What are the risks associated with a colostomy?

There are risks and side effects related to having a small bowel resection. Risks and side effects may be:

  • Reaction to anesthesia. (Anesthesia is the medication you are given to help you sleep through the surgery, not remember it and to manage pain. Reactions can include wheezing, rash, swelling and low blood pressure.)
  • Bleeding.
  • Damage to near-by organs.
  • Infection.
  • Stomal stenosis. (Narrowing of the stoma opening.)
  • Adhesion/scar tissue formation (An adhesion is scar tissue that joins 2 pieces of tissue that should not be joined. They are often painless and do not need treatment. Serious cases can cause a blockage in the bowel or limit blood flow.)
  • Bowel obstruction (This is a blockage in the bowel that can limit digestion or the removal of stool.)
  • Skin irritation at the stoma.

Your surgeon and healthcare team will discuss with you the specific risks of your procedure.

What is recovery like?                                                                    

Recovery from a colostomy will depend on the procedure you have had. You may spend several days in the hospital recovering. 

You will be told how to care for your surgical incisions/stoma and will be given any other instructions prior to leaving the hospital, such as the need for stomal irrigation (flushing). Full instructions on caring for your stoma will be given to you by a specially trained stoma nurse/therapist.

Your medical team will discuss with you the medications you will be taking, such as those for pain, blood clot, infection, and constipation prevention and/or other conditions.

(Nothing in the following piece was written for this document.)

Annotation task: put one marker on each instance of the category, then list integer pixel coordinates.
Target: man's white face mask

Your provider will talk to you about any activity restrictions you will have. In general:

  • Do not lift, bend or twist until you are told that you can. Ask about when you can start to exercise. 
  • Do not drive while taking narcotic pain medication.
  • Return to work in 2-4 weeks, depending on your occupation and work demands.
  • Speak with your healthcare team about showering, submerging your surgical incisions in water, diet, sexual activity and stoma care.

What will I need at home?

  • Thermometer to check for fever, which can be a sign of infection.
  • Incision and stoma care supplies, often supplied by the hospital, your healthcare team or the stoma nurse/therapist.

When to call your doctor?

  • Signs of infection including fever, redness, odor and drainage at your incision. 
  • Nausea, vomiting, abdominal bloating, or cramps lasting more than 2 hours.
  • Leg swelling and/or sudden shortness of breath.
  • Any new or worsening pain.
  • Decrease in urination.
  • Changes in your stoma including retraction (pulling inward), changes in size or color, stoma blockage or bulging, bleeding, wounds, skin irritation/sores and/or watery stool for 5 or more hours.

How can I care for myself?

You may need a family member or friend to help you with your daily tasks until you are feeling better. It may take some time before your team tells you that it is ok to go back to your normal activity.

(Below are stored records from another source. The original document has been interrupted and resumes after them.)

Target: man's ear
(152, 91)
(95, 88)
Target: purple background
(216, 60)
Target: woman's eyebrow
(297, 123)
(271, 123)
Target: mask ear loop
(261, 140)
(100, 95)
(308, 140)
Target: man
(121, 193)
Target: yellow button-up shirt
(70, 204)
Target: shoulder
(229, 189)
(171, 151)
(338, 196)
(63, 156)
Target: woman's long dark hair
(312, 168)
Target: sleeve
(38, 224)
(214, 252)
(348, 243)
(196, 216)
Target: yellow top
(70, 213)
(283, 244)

Be sure to take your prescribed medications as directed to prevent pain, infection and/or constipation. Call your team with any new or worsening symptoms.

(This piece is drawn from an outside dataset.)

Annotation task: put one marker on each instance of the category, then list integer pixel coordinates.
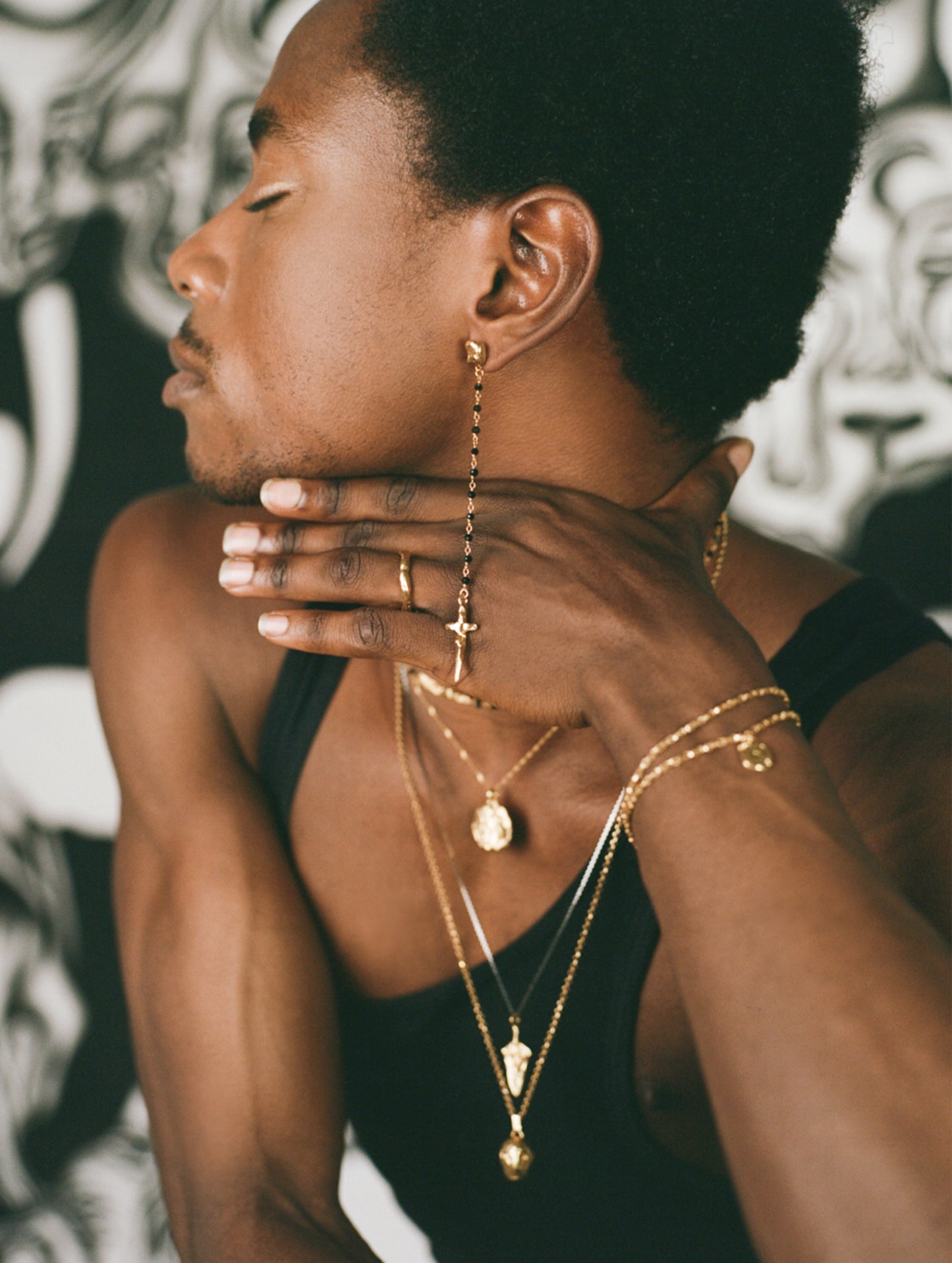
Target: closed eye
(269, 200)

There are ways to manage constipation after your surgery. You can change your diet, drink more fluids, and take over-the-counter medications. Talk with your care team before taking any medications for constipation. 

Taking deep breaths and resting can help manage pain, keep your lungs healthy after anesthesia, and promote good drainage of lymphatic fluid. Try to do deep breathing and relaxation exercises a few times a day in the first week, or when you notice you are extra tense.

  • Example of a relaxation exercise: While sitting, close your eyes and take 5-10 slow deep breaths. Relax your muscles. Slowly roll your head and shoulders.

This article contains general information. Please be sure to talk to your care team about your specific plan and recovery.